Cermin (Cerita Mini) - Cerita Cinta Romantis
Pemuja Rahasia
Oleh: Mauidhotul Husniyah
Kami harus bekerja di tempat pengepulan
sampah, dan memilah-milah, sejak pagi hingga sore bersama adikku, dengan upah
tak seberapa. Dan itu kami lakukan setiap hari. Tahun ke tahun berlalu begitu
lambat. Kini, umurku sudah delapan belas tahun. Dan adikku sembilan tahun. Hari
ini, kami merencanakan suatu hal besar dalam hidup kami. Yaitu makan soto
Lamongan di pojok pasar kota, hal yang kami impikan sejak dua minggu lalu. Dan
disanalah, aku melihatnya atau lebih tepatnya dia melihatku. Atau semesta yang
menyatukan kami.
Setiap hari, ditempat yang sama. Pasar kota
yang masih kumuh, tepat di depan warung makan soto Lamongan. Ia terus
menghampiriku, menghadiahiku bunga mawar merah. Aku tidak tau pasti bagaimana
wajahnya, karena hanya kedua matanya saja yang nampak, dia berlalu begitu cepat
saat aku ingin membuka kain penutup wajahnya. Desir hatiku mengatakan dia
adalah pemuja rahasiaku.
Sore dengan senja merah, aku mengusap peluh yang
ada di dahi. Dia datang lagi, memberiku bunga merah, bukan tidak pernah aku
mencari tau tentang dia, bahkan setiap orang pernah kutanyai. Mereka menggeleng
pelan, dan aku terkubur rasa penasaran. Bunga mawar itu memang bukan mawar
sungguhan, melainkan bunga kertas yang dibuatnya sendiri, kukira. Anehnya,
tidak ada orang yang memerhatikan kami, saat momen romantis itu berlangsung.
Mungkin, karena kami masih muda mudi yang kasmaran. Mereka memaklumi.
Memungut sampah bersama adikku adalah
pekerjaan mudah seharusnya. Tapi, pikiran dan hatiku selalu kalut dibuai
ingatan tentang mawar misterius yang kini hampir memenuhi selokan, karena aku
membuangnya kesana. Bukan tidak menghargai, tapi aku tidak ingin menyimpannya,
aku hanya menginginkan pemberi mawar itu. Bahkan, di sore dua hari lalu, ku
pegang erat lengan tangan kanannya, agar ia mau berbicara dan membuka penutup
wajahnya, akan kuterima dia apa adanya, tidak peduli cacat dan buruknya. Karena
debaran hatiku sudah tak karuan kurasa. Tapi, dayaku lemah, dia menghempas
pelan cengkaraman tanganku, dan pergi secepat kilat, berlalu meninggalkan sesak
rindu dan kemisteriusannya.
Hatiku menggelora, sore kali ini berbeda.
Pemberi mawar membuka kain penutup wajahnya, dia begitu berparas indah,
kulitnya segar kurasa, matanya yang kecoklatan membiusku, tangannya menggenggam
erat jari jemariku. Ia meremasnya kuat, hingga aku menjerit.
“Kenapa kau lakukan itu, apa kau benar-benar
menggilaiku,” kalimatku menjadi aneh, dia tidak menjawab hanya tersenyum tipis.

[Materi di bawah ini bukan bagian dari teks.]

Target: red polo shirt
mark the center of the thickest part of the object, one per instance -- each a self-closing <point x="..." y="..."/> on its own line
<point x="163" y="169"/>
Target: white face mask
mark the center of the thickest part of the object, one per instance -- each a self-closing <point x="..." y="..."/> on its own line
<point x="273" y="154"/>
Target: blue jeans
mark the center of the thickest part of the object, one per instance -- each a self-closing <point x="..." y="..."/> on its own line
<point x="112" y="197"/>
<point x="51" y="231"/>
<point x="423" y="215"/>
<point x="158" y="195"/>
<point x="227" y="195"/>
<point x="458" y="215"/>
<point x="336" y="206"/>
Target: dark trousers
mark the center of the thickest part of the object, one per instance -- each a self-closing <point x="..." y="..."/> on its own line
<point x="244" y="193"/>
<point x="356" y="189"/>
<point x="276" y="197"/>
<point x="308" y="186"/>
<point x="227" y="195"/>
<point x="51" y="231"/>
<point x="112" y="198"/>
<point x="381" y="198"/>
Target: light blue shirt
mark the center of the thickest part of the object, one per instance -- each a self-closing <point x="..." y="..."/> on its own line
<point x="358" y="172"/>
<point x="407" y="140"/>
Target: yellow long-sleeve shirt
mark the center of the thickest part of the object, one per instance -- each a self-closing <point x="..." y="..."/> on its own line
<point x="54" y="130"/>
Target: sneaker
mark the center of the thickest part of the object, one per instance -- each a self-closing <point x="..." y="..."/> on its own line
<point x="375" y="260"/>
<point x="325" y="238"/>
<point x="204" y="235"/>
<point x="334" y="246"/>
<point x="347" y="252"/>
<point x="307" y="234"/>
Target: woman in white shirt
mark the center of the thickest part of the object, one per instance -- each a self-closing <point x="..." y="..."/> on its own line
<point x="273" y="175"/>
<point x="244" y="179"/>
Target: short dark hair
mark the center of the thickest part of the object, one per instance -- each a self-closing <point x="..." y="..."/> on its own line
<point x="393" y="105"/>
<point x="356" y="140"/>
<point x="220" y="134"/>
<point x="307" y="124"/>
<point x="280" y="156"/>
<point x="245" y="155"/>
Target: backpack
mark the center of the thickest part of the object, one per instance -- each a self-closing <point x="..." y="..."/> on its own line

Sejenak kami kembali terdiam, mata kami
bertatapan lama, dia semakin mendekat, wajah kami begitu dekat, hanya berjarak
sepuluh sentimeter kukira, dia mendekati telinga kananku. Dia berbisik keras.
“Aku menyayangimu, kembalilah kepadaku segera,
kedalam pikiran jernihmu, akan kutunggu kau di ruang waktu,” kata pemuja
rahasiaku.
Aku terdiam, dan memutuskan pulang, pasrah.
Ia mengakhiri rasa penasarannya dengan membuat
mawar merah kertas, dan membuangnya di selokan depan rumah sakit. Begitu setiap
sorenya. Dan Dokter memutuskan dia menderita gangguan jiwa.